По замечанию Чуковского, он обожал подписывать, направлять, распоряжаться. Он, по его признанию в одном из писем жене, никогда толком не верил, что большевики возьмут власть и удержат ее долее трех дней. Однако взяли! Он от радости вприпрыжку носился по коридорам Смольного с криком: «Получилось, получилось!» Ленин называл его «Броненосец «Легкомысленный», а Плеханов язвительно – «блаженным Анатолием».
После Октябрьской революции А. В. Луначарский вошел в новое Советское правительство в качестве наркома просвещения. Не участвуя во внутрипартийной борьбе, он, в конце концов, присоединился к победителям; но, по словам Троцкого, «до конца оставался в их рядах инородной фигурой». Так, в ответ на обстрел большевиками исторических памятников Кремля во время вооруженного восстания Анатолий Васильевич покинул пост наркома просвещения, сопроводив свою отставку официальным заявлением в Совнарком: «Я только что услышал от очевидцев то, что произошло в Москве. Собор Василия Блаженного, Успенский собор разрушаются. Кремль, где собраны сейчас все важнейшие сокровища Петрограда и Москвы, бомбардируется. Жертв тысячи. Борьба ожесточается до звериной злобы. Что еще будет. Куда идти дальше? Вынести этого я не могу. Моя мера переполнена. Остановить этот ужас я бессилен. Работать под гнетом этих мыслей, сводящих с ума, нельзя. Я сознаю всю тяжесть этого решения. Но я не могу больше».

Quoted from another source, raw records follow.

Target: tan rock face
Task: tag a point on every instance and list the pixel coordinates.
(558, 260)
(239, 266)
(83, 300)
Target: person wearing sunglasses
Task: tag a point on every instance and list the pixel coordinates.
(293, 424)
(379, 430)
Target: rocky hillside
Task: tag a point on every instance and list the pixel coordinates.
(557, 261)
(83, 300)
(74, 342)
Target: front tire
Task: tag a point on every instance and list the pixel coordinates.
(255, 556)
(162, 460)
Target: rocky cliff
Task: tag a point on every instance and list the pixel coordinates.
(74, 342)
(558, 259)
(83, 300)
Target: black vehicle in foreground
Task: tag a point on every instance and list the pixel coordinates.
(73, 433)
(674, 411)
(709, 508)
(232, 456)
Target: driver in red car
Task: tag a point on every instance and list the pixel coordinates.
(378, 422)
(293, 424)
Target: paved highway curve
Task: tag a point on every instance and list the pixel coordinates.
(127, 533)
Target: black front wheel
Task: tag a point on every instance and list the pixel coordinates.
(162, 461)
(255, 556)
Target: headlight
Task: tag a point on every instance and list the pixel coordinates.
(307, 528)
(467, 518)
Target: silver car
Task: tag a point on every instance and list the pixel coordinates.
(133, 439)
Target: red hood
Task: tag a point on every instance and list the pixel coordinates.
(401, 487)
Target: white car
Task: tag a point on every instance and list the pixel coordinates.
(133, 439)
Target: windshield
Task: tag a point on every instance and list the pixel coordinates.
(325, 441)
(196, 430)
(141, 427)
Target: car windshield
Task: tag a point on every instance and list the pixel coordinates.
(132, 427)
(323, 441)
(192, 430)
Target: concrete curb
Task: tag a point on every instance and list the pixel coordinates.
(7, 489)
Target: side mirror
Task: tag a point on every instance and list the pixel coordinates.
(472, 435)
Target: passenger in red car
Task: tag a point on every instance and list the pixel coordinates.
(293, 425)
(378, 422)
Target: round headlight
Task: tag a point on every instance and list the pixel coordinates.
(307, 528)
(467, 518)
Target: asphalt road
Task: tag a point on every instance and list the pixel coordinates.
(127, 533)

На следующий день народные комиссары признали отставку «неуместной», ему было указано на «некоммунистическое поведение», и Луначарский отозвал ее. Надо сказать, что именно Луначарский спас от Ленина Большой театр, к которому вождь относился как к «куску чисто помещичьей культуры», требующему колоссальные средства, когда в стране не хватает простых школ.